1 — 14:00 — Why Line-Search When You Can Plane-Search?
The practical performance of an optimization method depends on details such as using good step sizes. Strategies for setting step sizes are generally limited to hyperparameter tuning (for a fixed step size), step size schedules and line searches. For many common machine learning problems, line optimization and subspace optimization find accurate step sizes for asymptotically the same cost as using a fixed step size. In some cases, line optimization may find step sizes that are ruled out by the standard Armijo condition. For optimization methods that use multiple search directions, such as gradient descent with momentum, using subspace optimization instead of fixed step size schedules allow for better adaptivity and potentially faster convergence. In the case of some neural networks, subspace optimization allows the use of different step sizes for different layers that could decrease the amount of training time needed, as well as reducing the dependence on hyperparameter tuning.
2 — 14:30 — Searching for optimal per-coordinate step-sizes with multidimensional backtracking
The backtracking line-search is an effective technique to automatically tune the step-size in smooth optimization. It guarantees similar performance to using the theoretically optimal step-size. Many approaches have been developed to instead tune per-coordinate step-sizes, also known as diagonal preconditioners, but none of the existing methods are provably competitive with the optimal per-coordinate step-sizes. We propose multidimensional backtracking, an extension of the backtracking line-search to find good diagonal preconditioners for smooth convex problems. Our key insight is that the gradient with respect to the step-sizes, also known as hyper-gradients, yields separating hyperplanes that let us search for good preconditioners using cutting-plane methods. As black-box cutting-plane approaches like the ellipsoid method are computationally prohibitive, we develop an efficient algorithm tailored to our setting. Multidimensional backtracking is provably competitive with the best diagonal preconditioner and requires no manual tuning.

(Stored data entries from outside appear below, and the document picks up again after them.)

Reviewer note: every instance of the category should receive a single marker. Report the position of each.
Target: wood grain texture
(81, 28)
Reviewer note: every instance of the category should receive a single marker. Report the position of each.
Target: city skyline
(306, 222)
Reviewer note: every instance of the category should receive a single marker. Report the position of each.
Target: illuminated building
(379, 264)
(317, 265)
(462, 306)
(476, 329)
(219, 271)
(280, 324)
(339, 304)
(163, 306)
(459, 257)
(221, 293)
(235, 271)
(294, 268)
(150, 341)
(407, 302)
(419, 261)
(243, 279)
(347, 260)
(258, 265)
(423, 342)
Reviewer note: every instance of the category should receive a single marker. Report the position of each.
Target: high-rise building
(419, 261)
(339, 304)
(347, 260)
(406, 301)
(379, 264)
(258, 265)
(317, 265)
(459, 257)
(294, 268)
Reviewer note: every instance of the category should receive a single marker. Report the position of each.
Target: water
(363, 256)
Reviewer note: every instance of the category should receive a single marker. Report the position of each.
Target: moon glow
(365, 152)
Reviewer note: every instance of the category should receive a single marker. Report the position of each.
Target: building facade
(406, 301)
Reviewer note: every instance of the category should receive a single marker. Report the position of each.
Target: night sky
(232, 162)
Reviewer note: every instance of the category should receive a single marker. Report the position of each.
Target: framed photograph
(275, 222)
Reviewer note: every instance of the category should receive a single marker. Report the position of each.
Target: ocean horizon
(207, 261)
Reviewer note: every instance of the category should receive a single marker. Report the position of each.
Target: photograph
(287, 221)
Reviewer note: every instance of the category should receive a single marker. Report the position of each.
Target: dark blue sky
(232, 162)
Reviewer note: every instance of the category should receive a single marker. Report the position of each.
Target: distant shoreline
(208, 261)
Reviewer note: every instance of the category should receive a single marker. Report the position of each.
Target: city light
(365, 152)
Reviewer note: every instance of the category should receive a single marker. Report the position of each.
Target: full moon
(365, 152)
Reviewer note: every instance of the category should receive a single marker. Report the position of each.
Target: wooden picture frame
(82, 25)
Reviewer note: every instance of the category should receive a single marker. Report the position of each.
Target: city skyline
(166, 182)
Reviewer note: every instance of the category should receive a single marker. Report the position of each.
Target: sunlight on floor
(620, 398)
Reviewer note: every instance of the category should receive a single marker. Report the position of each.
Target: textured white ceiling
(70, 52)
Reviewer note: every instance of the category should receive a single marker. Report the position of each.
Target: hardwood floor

3 — 15:00 — When Online Learning Meets Stochastic Calculus
Online learning is a theoretical framework for learning and optimization under adversarial circumstances. Optimization methods developed in this setting are usually robust and have formal notions of beyond worst-case (or adaptive) performance. Often, the development and analysis of such methods can often be challenging and unintuitive. A recent line of work has looked at online learning through the lens of differential equations and continuous-time analysis. This viewpoint has yielded optimal results for several problems in online learning. In this talk I will overview a few uses of stochastic calculus as a guide in the design and analysis of online learning methods, with a particular focus on the fundamental problem of prediction with experts' advice.
4 — 15:30 — Don't be so Monotone: Relaxing Stochastic Line Search in Over-Parameterized Models
Recent works have shown that line search methods can speed up SGD and Adam in modern over-parameterized settings. However, existing line searches may take steps that are smaller than necessary since they require a monotone decrease of the (mini-)batch objective function. We explore nonmonotone line search methods to relax this condition and possibly accept larger step sizes. Despite the lack of a monotonic decrease, we prove the same fast rates of convergence as in the monotone case. These are the first rates proving the convergence of nonmonotone line search methods in the stochastic setting under interpolation. Our experiments show that nonmonotone methods improve the speed of convergence and generalization properties of SGD/Adam even beyond the previous monotone line searches. We propose a POlyak NOnmonotone Stochastic (PoNoS) method, obtained by combining a nonmonotone line search with a Polyak initial step size. Furthermore, we develop a new resetting technique that in the majority of the iterations reduces the amount of backtracks to zero while still maintaining a large initial step size. To the best of our knowledge, a first runtime comparison shows that the epoch-wise advantage of line-search-based methods gets reflected in the overall computational time.